Liberalism must implode, or must transform itself into something new. We, who have yet hope in the future of our people, seek to obviate the “end of history” by the return to or the planting of a more vital taproot.

Then let us return to the question which heads this essay: is the New Right radical? The general answer must be perfectly evident: the New Right most certainly is radical in the decisive sense. Indeed — at risk of stating an absurdity — we might even say that the New Right is radically radical: for one of its most basic and innermost tenets is precisely this: that any political movement, any human community, any society, culture, or regime which is no longer nourished by its roots, shall surely wilt or wither.

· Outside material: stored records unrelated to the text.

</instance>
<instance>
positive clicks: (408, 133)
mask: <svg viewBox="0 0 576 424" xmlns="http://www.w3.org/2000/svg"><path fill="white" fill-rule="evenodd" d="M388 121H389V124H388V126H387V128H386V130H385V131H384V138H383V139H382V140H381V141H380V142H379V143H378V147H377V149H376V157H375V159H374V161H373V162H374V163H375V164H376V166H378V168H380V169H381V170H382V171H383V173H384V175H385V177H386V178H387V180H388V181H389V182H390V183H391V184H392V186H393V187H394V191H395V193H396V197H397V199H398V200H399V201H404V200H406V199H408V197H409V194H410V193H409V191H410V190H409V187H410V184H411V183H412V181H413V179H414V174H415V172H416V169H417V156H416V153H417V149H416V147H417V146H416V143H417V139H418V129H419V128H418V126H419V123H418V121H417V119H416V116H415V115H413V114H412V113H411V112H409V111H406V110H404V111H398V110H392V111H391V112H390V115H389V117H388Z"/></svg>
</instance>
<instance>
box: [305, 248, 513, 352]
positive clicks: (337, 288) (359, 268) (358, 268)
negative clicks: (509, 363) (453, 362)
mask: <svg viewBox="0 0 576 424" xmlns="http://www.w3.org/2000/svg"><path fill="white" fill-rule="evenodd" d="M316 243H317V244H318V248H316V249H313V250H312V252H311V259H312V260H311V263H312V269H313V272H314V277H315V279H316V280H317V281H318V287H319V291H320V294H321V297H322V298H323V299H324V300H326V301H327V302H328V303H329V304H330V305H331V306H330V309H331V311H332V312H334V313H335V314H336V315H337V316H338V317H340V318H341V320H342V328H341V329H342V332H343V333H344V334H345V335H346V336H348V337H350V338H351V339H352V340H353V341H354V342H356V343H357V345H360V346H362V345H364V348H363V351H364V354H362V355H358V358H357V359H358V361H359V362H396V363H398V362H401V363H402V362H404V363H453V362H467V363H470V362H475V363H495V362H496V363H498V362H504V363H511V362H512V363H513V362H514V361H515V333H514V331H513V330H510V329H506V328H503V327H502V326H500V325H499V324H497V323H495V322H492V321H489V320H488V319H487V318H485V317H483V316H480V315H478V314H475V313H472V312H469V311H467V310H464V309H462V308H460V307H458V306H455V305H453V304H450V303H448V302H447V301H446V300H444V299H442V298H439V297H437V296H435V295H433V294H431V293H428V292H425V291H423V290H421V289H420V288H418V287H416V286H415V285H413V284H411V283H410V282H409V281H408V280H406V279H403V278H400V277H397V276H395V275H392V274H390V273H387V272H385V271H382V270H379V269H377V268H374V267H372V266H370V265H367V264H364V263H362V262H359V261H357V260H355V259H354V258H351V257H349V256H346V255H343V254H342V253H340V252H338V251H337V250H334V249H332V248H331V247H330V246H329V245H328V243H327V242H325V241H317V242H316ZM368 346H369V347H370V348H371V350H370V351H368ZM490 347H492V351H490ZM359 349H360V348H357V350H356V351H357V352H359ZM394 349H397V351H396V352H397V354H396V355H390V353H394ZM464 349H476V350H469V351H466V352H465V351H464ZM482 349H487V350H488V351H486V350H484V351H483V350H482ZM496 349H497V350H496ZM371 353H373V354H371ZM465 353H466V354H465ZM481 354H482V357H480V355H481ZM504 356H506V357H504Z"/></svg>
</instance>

Of course, this does not indicate that the contrary proposition is equally true: namely, that every community, society, culture, or regime which maintains connection to its roots will necessary thrive. For there are ideals whose roots, being basically unnatural, dangle but naked in a sort of perpetual free-fall. Communism, though it remained in all its manifestations a radical philosophy, nonetheless failed everywhere it took hold, and either collapsed altogether (as for instance in the Soviet Union) or had to be transformed into something else (as for instance in Red China). Communism arose and communism declined by virtue of its “philosophy”; it stands as the single greatest refutation of itself ever furnished by man or world.

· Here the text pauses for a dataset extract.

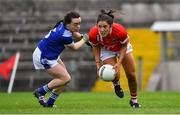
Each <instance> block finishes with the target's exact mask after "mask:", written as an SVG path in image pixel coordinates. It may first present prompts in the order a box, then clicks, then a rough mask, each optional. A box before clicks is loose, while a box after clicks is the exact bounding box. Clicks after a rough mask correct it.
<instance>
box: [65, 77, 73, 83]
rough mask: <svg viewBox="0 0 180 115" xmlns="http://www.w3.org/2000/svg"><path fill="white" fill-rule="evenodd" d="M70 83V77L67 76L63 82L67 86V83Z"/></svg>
mask: <svg viewBox="0 0 180 115" xmlns="http://www.w3.org/2000/svg"><path fill="white" fill-rule="evenodd" d="M70 81H71V77H70V76H67V77H66V78H65V80H64V83H65V84H68V83H69V82H70Z"/></svg>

Now, despite the propaganda of the Cold War, despite the reality of the desperate contest between communism and liberalism for dominion over all the world, despite the fact that the war between these two and the ramifications of that war were all in deadly earnest, nonetheless communism does not stand in any way as the theoretical opposite of liberalism. On the contrary: communism is nothing but the radicalization of liberal principles. That is why the conflict between liberalism and communism was so dire. Communism did not collapse for the efforts of the Americans; it collapsed by virtue of a deep inner contradiction. But it would be most strange if this contradiction did not exist mutatis mutandis in its milder twin, in liberalism too. Well may it be that communism, in radicalizing liberalism, brought its contradictions immediately and inescapably to the foreground, and so preceded liberalism in that degeneration and degradation to which liberalism too is finally destined. Communism in its fall would then be the harbinger of the end of liberalism.

To all appearances — and indeed, to more than just appearances — we are approaching precisely this final period, this last stage in the life-cycle of Enlightenment liberalism. Liberalism must implode, or must transform itself into something new. Not all the roads forth are happy to think on: well might liberalism salvage itself by mutating into an all-encompassing “soft-totalitarian” state as presaged by Alexis de Tocqueville.1 But we, who have yet hope in the future of our race, seek to obviate the “end of history” by the return to or the planting of a more vital taproot, from which a new society may yet spring up and bloom in better accord with nature, rather than with this rank artificiality.

In this sense, the New Right is, and must be, radical.

References

1 See in particular Democracy in America, Volume I, Part Two, Chapter 7, “Tyranny of the Majority”; Volume II, Part Four, Chapters 6 and 7; and Volume II, Part One, Chapter 11.